Wednesday, June 16, 2010

Lost In The Translation


Thank goodness I speak 'Preschooler'. Sometimes what little ones do and say don't quite match. Getting to truly know each child is the main goal of mine whenever they are with me.
Of course yelling and throwing slobbery fits is not an effective way of communication. But being angry or sad because you miss a parent is understandable.
I do a lot of dictation with little ones. When emotions get lost in the translation I'll ask them when they are calm if we can write a story or a letter about what they are feeling. In every case the children prefer to hold their special letter throughout the day. They play, laugh, join circle times and then happily deliver the letter to the family member.
I guess sometimes having someone to listen to your feelings really does validate them. Sometimes all we need is to know someone cares.

3 comments:

Sarita said...

It is so true! The adage that "Students don't care how much you know until they know how much you care" is very wise. As a secondary foreign language teacher I have many students who are afraid to try to speak in Spanish. I have found that they can get over that fear by hearing stories about how I used to be scared to speak in Spanish too. Also, I give them options to do their speaking. They can speak with a partner in the class, they can record their speaking and/or they can have the floor and speak to the whole class. Giving the students options lets them know that I am sensitive to their fears and anxieties and it also lets the not-so-shy students still have a chance to show off their talents. The shy students can show theirs off too. Sooner or later, the majority of students transition into being more comfortable talking to the whole class in their new language.

Sara R said...

I understand what you mean. The adage "Kids don't care how much you know until they know how much you care" is so true.
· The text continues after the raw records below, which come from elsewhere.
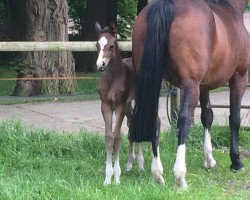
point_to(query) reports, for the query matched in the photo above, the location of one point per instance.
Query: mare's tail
(156, 52)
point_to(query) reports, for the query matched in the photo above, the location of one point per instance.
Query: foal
(116, 90)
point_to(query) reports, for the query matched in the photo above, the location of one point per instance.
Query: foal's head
(106, 45)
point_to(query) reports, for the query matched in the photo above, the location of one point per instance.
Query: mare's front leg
(207, 120)
(131, 154)
(156, 166)
(109, 141)
(237, 88)
(190, 99)
(119, 112)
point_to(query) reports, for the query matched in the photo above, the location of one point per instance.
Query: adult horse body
(197, 46)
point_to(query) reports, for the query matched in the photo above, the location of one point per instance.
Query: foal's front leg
(109, 141)
(207, 119)
(237, 87)
(119, 112)
(156, 166)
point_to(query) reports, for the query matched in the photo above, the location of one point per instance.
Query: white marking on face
(102, 42)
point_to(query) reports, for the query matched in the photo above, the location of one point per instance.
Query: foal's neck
(115, 66)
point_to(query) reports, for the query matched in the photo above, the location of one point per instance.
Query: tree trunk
(42, 20)
(140, 5)
(103, 11)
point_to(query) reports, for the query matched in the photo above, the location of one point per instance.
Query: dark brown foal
(116, 89)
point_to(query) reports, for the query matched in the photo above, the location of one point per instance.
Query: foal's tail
(156, 52)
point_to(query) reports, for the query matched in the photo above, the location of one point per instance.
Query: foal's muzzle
(101, 68)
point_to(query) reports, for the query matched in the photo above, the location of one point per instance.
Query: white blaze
(102, 42)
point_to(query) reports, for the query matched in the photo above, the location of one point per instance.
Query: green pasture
(43, 164)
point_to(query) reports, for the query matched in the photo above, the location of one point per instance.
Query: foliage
(40, 164)
(83, 86)
(3, 9)
(126, 17)
(76, 13)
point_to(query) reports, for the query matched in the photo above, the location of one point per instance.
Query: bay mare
(116, 89)
(197, 46)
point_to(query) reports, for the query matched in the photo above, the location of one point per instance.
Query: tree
(42, 20)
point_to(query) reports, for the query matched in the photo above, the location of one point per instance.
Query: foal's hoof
(237, 168)
(128, 167)
(107, 182)
(181, 184)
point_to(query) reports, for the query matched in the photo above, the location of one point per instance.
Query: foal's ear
(113, 29)
(98, 27)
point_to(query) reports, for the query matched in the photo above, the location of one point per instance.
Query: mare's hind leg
(119, 112)
(109, 141)
(237, 87)
(207, 120)
(190, 99)
(156, 166)
(131, 156)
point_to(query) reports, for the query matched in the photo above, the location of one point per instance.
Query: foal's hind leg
(190, 99)
(207, 120)
(131, 156)
(237, 87)
(156, 166)
(119, 112)
(109, 141)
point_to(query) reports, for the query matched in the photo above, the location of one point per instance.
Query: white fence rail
(87, 46)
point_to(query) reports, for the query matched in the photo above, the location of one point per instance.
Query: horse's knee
(109, 141)
(207, 117)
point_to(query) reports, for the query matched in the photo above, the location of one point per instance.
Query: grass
(40, 164)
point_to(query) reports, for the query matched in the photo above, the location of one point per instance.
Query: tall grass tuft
(43, 164)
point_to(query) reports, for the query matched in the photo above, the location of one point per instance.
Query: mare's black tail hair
(156, 52)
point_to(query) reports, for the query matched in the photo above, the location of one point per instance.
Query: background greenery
(43, 164)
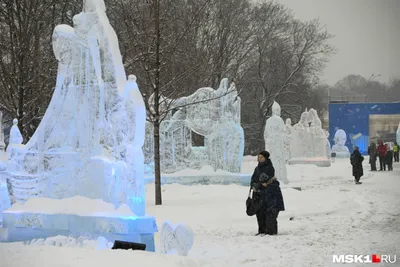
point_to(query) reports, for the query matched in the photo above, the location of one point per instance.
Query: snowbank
(77, 205)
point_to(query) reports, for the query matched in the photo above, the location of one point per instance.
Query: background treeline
(176, 47)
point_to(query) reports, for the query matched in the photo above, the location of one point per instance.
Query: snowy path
(331, 214)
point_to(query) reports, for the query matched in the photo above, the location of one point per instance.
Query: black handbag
(252, 206)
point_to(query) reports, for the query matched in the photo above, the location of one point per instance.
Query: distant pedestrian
(356, 161)
(396, 152)
(389, 157)
(373, 154)
(382, 149)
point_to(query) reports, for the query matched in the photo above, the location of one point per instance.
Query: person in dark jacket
(396, 152)
(356, 161)
(389, 158)
(373, 155)
(382, 149)
(271, 203)
(264, 166)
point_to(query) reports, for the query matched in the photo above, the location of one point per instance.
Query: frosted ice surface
(90, 139)
(199, 131)
(309, 140)
(275, 137)
(340, 147)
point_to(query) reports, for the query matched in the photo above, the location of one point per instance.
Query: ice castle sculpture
(340, 148)
(275, 137)
(90, 139)
(202, 129)
(89, 142)
(309, 143)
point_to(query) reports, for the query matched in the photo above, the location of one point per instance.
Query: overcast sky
(367, 35)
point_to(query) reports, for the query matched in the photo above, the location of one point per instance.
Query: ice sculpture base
(320, 162)
(25, 226)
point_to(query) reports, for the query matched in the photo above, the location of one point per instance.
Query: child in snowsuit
(271, 203)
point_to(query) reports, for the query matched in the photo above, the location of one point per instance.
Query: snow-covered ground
(331, 215)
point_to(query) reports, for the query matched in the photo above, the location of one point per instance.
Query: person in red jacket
(382, 150)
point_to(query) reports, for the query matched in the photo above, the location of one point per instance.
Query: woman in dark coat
(356, 161)
(272, 203)
(264, 166)
(373, 155)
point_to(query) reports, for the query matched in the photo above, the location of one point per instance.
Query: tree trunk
(157, 168)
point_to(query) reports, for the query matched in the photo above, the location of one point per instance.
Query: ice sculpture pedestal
(320, 162)
(25, 226)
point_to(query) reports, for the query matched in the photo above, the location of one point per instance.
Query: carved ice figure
(15, 134)
(275, 138)
(90, 139)
(202, 129)
(289, 136)
(319, 140)
(176, 239)
(301, 137)
(340, 147)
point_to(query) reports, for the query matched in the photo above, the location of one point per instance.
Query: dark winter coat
(389, 157)
(373, 153)
(356, 161)
(271, 198)
(263, 167)
(382, 149)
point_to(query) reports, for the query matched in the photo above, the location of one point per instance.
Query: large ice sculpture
(90, 139)
(289, 137)
(203, 129)
(309, 143)
(340, 148)
(275, 138)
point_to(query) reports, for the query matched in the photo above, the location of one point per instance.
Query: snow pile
(77, 205)
(67, 241)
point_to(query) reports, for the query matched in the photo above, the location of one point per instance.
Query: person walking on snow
(382, 149)
(373, 154)
(396, 152)
(266, 167)
(271, 203)
(356, 161)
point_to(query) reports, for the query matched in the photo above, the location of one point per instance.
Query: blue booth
(355, 119)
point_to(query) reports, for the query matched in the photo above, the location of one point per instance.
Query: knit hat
(264, 178)
(265, 154)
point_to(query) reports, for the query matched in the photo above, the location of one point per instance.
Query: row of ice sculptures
(91, 139)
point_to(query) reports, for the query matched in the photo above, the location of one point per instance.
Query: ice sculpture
(275, 138)
(176, 239)
(202, 129)
(90, 139)
(340, 148)
(309, 142)
(301, 138)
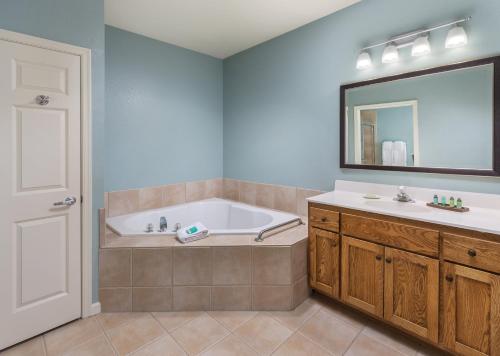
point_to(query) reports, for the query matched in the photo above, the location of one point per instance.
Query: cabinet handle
(472, 253)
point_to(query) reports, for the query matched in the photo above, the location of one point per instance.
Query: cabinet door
(411, 298)
(363, 275)
(325, 261)
(471, 311)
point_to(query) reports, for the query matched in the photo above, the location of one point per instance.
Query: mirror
(441, 120)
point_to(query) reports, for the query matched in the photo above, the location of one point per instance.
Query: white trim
(86, 150)
(397, 104)
(95, 308)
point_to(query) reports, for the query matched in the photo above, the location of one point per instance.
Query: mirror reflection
(443, 120)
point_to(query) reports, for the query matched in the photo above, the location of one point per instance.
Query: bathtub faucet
(163, 224)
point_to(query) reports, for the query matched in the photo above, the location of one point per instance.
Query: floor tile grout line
(108, 339)
(390, 346)
(213, 344)
(69, 325)
(301, 323)
(315, 342)
(206, 348)
(381, 342)
(147, 344)
(244, 341)
(354, 340)
(44, 346)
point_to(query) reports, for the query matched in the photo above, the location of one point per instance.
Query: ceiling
(219, 28)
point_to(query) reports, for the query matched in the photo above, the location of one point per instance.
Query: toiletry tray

As a foreign language teacher at the secondary level, I see a lot of students struggling with fear and anxiety as they try to speak Spanish, their newly developing language. I frequently remind them that language learning is a process that takes time and that I was afraid to speak in my second language too. One way that I try to ease their feelings of anxiety is to offer them options. They may speak with a partner, they can make a recording of themselves, they can make videos. Eventually, most of them improve their confidence and are able to speak in front of the class. Giving them these options lets them know that I am sensitive to their fears and that I do care about them.

Barbra Stephens said...

I think that is so beautiful. Both stories have really touched my heart. When you add caring and compassion to teaching it really is a universal language!